Erfolgreich im Sinne dieses Lernprinzips sind oft Verhaltensweisen, die unseren
erzieherischen Vorstellungen überhaupt nicht entsprechen.
All das geschieht weitgehend unbewusst.
Wir mögen diese Mechanismen ablehnen, doch wir müssen ihre Existenz, ihre
Wirkungen zur Kenntnis nehmen. Nur unter dieser Voraussetzung können wir
mäßigend in sie eingreifen.
3.0 Folgerungen
Die Folgerungen für die berufliche
Praxis von Lehrern ergeben sich gleichsam von selbst. Generell bestehen sie in der bewussten
Entscheidung zu reflektiertem Handeln.

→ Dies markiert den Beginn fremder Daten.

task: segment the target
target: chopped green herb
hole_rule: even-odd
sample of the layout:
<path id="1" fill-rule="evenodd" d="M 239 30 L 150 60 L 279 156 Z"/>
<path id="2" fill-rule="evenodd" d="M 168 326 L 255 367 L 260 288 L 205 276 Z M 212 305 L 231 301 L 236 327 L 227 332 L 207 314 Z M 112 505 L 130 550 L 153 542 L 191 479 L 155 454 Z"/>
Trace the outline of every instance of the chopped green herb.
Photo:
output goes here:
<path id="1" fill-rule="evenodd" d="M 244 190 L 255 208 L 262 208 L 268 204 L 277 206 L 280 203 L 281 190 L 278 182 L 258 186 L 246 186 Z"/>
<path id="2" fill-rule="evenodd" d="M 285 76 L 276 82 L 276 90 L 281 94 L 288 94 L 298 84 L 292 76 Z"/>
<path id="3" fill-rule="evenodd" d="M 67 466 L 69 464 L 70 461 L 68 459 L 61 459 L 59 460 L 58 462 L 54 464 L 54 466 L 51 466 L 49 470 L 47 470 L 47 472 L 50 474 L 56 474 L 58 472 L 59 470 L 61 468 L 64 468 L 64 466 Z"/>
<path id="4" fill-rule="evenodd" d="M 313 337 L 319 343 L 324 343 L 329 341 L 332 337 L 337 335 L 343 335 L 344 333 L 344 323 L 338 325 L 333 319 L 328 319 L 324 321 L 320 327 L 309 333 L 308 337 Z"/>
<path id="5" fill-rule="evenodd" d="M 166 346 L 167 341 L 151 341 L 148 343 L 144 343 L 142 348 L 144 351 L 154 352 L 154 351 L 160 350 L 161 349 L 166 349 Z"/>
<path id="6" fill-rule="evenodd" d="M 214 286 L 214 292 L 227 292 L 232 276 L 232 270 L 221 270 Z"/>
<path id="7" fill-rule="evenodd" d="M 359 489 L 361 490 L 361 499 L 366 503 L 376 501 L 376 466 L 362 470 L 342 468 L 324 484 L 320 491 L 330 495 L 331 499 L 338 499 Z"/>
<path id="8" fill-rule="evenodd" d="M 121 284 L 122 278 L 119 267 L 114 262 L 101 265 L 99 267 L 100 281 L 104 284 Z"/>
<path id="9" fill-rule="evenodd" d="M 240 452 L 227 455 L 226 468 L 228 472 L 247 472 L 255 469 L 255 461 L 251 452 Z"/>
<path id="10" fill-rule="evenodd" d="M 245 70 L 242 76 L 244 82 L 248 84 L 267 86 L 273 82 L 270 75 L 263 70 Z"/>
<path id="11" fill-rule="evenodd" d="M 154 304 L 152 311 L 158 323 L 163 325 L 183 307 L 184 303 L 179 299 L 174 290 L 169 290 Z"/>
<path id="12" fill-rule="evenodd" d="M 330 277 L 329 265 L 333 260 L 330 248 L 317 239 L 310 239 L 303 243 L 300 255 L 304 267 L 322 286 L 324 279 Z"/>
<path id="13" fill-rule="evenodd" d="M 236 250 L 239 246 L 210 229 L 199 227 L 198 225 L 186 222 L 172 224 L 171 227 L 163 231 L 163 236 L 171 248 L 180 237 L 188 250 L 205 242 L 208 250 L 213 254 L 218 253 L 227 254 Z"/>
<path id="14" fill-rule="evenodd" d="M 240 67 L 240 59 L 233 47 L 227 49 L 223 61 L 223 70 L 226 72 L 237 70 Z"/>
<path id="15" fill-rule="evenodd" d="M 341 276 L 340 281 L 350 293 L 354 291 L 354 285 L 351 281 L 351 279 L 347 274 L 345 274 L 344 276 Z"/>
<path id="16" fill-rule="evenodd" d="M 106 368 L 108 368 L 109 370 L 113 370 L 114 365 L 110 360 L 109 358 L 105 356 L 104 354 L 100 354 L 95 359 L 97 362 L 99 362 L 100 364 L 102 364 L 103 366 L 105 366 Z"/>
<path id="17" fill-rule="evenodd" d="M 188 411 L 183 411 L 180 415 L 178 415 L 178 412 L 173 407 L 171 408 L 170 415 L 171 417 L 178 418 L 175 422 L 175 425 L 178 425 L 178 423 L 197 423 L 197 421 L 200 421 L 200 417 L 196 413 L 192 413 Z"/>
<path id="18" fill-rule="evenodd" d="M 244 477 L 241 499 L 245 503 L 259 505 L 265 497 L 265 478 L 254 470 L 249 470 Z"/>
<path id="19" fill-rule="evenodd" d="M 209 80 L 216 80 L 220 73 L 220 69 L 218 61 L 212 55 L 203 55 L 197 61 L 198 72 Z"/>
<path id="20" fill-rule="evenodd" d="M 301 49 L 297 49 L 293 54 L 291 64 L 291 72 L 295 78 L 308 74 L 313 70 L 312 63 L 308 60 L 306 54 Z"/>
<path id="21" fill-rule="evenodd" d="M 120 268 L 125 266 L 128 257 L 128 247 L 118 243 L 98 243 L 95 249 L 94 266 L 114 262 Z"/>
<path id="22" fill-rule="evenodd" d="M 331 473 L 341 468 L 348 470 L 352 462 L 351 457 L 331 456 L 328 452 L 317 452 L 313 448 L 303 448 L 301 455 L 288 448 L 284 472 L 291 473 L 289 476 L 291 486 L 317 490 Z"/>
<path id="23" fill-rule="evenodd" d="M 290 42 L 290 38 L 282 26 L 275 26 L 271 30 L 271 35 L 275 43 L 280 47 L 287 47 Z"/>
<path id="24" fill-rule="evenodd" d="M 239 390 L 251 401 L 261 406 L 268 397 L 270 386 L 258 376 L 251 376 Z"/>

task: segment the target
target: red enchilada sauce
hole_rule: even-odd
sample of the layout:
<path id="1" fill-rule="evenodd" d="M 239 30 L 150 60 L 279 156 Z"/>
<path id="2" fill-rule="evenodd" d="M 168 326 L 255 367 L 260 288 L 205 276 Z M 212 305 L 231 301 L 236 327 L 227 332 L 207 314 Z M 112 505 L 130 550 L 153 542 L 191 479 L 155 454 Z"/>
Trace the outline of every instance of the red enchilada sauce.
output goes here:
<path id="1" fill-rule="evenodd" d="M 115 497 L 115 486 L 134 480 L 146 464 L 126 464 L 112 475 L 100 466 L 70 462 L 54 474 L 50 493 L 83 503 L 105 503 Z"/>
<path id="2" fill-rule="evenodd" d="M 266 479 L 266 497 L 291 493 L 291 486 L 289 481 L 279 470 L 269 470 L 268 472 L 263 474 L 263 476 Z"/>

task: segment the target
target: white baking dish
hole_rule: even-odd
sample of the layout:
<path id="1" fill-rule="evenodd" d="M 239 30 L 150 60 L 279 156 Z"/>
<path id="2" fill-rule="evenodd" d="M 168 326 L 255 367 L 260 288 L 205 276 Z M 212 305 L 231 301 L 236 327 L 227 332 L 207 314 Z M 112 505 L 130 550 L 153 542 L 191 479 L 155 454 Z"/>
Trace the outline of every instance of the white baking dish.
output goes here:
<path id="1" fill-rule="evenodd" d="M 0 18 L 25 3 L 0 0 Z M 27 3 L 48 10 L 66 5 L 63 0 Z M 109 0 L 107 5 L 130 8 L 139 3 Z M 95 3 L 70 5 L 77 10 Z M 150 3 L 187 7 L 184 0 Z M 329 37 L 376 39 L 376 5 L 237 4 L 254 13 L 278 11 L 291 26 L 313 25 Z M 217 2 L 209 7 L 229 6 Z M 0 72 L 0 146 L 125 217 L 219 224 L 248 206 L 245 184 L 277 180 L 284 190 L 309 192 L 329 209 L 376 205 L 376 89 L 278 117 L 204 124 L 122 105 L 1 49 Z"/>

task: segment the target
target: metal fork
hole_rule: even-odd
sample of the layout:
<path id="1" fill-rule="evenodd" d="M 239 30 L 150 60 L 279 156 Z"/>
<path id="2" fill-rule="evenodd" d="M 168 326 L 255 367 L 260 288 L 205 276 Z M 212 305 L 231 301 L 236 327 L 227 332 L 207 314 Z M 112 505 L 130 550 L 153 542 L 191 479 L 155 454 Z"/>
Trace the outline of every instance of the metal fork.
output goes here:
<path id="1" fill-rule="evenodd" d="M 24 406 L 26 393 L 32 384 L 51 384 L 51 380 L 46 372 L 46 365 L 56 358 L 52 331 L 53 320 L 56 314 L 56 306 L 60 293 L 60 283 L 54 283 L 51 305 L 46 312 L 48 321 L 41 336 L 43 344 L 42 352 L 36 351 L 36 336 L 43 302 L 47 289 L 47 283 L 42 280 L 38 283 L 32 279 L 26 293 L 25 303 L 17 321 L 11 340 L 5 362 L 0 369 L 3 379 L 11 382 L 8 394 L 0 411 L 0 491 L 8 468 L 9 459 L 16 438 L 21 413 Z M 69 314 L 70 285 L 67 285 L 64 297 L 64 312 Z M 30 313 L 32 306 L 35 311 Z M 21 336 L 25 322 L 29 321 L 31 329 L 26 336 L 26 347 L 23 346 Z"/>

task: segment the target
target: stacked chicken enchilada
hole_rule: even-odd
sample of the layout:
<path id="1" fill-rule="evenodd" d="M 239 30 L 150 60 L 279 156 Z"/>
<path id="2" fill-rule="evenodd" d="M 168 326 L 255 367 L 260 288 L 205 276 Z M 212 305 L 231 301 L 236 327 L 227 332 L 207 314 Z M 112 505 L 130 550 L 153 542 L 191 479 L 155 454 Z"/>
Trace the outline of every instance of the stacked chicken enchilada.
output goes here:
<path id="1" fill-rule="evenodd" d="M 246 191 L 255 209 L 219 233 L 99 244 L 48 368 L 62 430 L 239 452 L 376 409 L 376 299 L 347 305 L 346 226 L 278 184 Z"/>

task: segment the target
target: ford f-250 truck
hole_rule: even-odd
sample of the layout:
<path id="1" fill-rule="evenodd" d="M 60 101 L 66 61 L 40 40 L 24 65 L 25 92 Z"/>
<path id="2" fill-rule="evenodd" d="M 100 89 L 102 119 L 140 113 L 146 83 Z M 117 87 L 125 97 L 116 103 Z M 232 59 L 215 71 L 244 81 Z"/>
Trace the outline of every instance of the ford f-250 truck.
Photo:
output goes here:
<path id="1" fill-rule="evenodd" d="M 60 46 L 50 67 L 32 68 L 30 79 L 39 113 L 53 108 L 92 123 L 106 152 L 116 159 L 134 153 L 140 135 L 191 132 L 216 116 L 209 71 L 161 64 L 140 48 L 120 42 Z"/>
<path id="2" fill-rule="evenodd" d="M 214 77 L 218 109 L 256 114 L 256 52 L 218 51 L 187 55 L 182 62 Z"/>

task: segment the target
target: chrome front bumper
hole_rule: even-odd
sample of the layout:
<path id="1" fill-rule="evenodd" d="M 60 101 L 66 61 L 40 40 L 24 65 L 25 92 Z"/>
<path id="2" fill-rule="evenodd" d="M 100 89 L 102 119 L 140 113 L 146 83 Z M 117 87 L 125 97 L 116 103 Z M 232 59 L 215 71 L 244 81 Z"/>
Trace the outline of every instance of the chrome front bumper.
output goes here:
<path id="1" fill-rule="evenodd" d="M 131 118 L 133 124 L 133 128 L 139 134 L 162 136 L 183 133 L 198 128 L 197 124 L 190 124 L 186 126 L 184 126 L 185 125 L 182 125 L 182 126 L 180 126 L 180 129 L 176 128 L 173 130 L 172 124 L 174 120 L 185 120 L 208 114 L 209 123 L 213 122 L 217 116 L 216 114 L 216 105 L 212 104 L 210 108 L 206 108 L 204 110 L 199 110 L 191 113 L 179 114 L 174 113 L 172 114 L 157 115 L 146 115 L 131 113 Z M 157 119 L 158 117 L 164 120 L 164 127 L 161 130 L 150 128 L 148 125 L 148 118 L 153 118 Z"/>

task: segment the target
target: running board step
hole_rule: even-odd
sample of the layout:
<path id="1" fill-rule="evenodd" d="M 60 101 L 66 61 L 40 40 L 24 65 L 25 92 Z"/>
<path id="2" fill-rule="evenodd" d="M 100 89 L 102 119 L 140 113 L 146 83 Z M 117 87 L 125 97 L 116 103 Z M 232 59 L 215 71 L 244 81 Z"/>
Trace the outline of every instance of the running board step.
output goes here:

Im Besonderen führen sie zu der Einsicht,
dass das Sprechen, Verhalten und Agieren von Lehrern so weit wie möglich miteinander
übereinstimmen sollten.
Womöglich scheint Ihnen das alles abstrakt und abgehoben. Dann
brauchen Sie nur einen konkreten Fall im Sinne dieser Überlegungen durchzuspielen.
3.0 Literaturhinweis
Die Theorie des heimlichen
Lehrplans wird übersichtlich und kompakt von Klaus W. DÖRING,
Lehrerverhalten, Weinheim 1989 , S. 297 ff. beschrieben. Jürgen ZINNECKER,
Der heimliche Lehrplan, Weinheim 1975, gibt eine ausführliche Darstellung sowie auf S.
197 ff. Lernzielkataloge, verfasst von Autoren des heimlichen Lehrplans".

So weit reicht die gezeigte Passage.